I’m black and I absolutely LOVE this cultural appropriation: https://www.youtube.com/watch?v=pL2B6qv0m2I&nohtml5=False Am I missing something??
^^ Thanks for sharing; that gospel group is great.
Ah, you must have missed out on the grievance culture education meme, which is good thing for you, as life will be much more enjoyable. And better yet, you will not be prone to act like a bully like the female in the video which started this thread.
Specifically, what you missed is the critical race theory gobbledygook spread via academia that only white people can appropriate. Therefore, I surmise that this video would be seen as two oppressed, underprivileged (rememberer only white people can have privilege) minorities sharing culture. Note this construct requires saying that Koreans are somehow held back by white people even though they are in their own country doing this.

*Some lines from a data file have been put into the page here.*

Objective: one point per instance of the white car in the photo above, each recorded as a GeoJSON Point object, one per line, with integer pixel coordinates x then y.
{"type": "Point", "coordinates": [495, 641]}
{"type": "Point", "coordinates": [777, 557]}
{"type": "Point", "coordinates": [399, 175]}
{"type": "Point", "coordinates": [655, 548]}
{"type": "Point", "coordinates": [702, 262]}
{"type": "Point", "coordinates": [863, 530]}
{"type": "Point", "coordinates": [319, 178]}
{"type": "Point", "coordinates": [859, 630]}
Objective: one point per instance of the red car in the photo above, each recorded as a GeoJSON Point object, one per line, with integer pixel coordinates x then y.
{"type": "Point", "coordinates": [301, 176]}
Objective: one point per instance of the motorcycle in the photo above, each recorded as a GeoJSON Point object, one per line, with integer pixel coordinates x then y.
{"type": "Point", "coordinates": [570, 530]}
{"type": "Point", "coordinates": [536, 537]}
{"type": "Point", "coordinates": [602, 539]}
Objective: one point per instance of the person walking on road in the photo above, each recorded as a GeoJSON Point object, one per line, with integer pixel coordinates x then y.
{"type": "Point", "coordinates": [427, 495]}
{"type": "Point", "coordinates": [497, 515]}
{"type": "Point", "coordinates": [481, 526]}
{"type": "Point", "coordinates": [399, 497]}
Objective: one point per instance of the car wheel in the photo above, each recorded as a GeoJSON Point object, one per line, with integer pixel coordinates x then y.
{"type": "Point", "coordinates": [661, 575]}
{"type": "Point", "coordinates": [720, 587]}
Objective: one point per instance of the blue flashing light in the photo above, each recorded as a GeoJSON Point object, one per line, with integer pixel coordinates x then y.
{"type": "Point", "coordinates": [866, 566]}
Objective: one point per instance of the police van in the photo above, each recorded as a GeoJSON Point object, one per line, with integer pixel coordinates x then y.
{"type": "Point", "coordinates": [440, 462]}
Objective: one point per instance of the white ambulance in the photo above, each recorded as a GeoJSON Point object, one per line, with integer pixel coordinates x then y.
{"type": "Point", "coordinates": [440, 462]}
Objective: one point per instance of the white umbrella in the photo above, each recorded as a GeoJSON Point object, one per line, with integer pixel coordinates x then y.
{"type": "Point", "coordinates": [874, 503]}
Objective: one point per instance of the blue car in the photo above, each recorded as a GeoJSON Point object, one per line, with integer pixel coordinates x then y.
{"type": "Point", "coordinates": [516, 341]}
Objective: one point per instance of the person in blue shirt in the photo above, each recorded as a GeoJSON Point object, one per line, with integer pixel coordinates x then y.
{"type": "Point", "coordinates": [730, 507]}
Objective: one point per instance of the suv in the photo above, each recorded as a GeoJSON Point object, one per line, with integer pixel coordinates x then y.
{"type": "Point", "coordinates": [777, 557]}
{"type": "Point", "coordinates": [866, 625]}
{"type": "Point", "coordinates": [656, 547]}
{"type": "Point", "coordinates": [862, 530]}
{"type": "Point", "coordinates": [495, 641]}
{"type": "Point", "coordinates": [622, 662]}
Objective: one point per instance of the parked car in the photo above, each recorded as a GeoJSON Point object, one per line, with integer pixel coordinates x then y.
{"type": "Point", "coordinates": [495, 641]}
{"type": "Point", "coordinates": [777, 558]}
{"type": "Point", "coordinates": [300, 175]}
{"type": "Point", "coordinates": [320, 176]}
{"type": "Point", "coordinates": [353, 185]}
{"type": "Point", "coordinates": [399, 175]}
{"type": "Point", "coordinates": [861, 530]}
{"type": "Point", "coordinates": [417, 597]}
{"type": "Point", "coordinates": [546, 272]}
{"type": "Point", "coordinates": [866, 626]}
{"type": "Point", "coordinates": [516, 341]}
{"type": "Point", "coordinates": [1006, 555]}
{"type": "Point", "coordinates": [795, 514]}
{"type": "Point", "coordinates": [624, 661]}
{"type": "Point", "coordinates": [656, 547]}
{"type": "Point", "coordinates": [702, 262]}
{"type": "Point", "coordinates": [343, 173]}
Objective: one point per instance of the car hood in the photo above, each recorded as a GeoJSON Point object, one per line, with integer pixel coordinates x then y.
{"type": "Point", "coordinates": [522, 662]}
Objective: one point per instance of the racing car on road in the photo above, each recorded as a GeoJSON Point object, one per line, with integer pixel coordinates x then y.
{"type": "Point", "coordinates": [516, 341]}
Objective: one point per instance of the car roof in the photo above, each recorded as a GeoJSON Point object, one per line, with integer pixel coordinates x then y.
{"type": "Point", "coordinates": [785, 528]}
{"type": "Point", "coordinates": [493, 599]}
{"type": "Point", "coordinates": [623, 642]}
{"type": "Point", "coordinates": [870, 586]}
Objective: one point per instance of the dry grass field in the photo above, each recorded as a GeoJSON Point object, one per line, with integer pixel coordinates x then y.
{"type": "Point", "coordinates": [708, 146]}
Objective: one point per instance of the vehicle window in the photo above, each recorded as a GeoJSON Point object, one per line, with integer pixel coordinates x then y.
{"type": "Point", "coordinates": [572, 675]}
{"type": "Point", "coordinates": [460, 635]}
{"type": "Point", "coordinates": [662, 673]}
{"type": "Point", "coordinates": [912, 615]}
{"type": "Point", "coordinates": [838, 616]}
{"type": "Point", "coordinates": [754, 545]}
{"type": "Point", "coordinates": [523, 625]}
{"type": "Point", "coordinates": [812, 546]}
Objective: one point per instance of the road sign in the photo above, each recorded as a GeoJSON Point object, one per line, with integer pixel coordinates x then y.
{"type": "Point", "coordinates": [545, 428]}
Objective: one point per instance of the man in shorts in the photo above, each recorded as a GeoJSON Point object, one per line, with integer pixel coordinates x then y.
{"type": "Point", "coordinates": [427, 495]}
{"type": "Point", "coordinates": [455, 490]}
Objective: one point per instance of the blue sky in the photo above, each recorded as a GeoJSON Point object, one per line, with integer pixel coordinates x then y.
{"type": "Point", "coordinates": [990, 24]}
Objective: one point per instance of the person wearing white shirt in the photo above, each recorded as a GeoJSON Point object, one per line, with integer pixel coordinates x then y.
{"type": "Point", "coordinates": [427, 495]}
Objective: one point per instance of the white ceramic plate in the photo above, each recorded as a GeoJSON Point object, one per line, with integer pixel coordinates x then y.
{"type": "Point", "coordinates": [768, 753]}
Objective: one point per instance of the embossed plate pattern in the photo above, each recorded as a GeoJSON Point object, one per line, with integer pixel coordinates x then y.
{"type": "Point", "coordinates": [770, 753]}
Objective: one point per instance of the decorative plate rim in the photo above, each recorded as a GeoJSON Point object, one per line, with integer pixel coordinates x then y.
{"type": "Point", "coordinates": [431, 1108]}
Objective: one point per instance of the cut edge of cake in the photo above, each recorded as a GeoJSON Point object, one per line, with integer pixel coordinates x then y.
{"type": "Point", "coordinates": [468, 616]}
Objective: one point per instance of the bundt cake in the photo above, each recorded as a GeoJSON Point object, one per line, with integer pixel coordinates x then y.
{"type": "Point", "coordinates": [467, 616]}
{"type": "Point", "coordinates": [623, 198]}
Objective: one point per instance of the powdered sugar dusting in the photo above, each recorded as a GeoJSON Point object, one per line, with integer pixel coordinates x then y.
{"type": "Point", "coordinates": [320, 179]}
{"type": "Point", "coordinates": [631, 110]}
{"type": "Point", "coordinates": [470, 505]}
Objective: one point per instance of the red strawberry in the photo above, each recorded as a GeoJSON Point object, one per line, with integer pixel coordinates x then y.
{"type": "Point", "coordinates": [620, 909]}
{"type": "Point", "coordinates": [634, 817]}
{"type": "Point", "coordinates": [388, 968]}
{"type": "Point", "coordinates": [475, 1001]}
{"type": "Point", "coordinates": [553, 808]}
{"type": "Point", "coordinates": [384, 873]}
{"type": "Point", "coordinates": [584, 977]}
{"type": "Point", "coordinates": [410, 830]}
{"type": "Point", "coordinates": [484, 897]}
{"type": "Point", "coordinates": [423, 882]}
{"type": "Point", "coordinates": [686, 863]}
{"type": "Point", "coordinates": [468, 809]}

And people wonder why when serious employes see this type of education and such degrees on race theory, we run the other way. This type of education makes students, such as the one’s at Harvard, think a soda machine built in Israel is an attack on Arab students in the Harvard dining hall.
I am not changing the subject, but it is the exact same meme that we must segregate and see/filter everything (clothes, food, buildings etc.) through the lens of of race that makes the female and Harvard student think such silly things, That strikes me as an exhausting and depressing way to live one’s life, as well as a good way to get yourself in trouble like the female in the initial video probably is.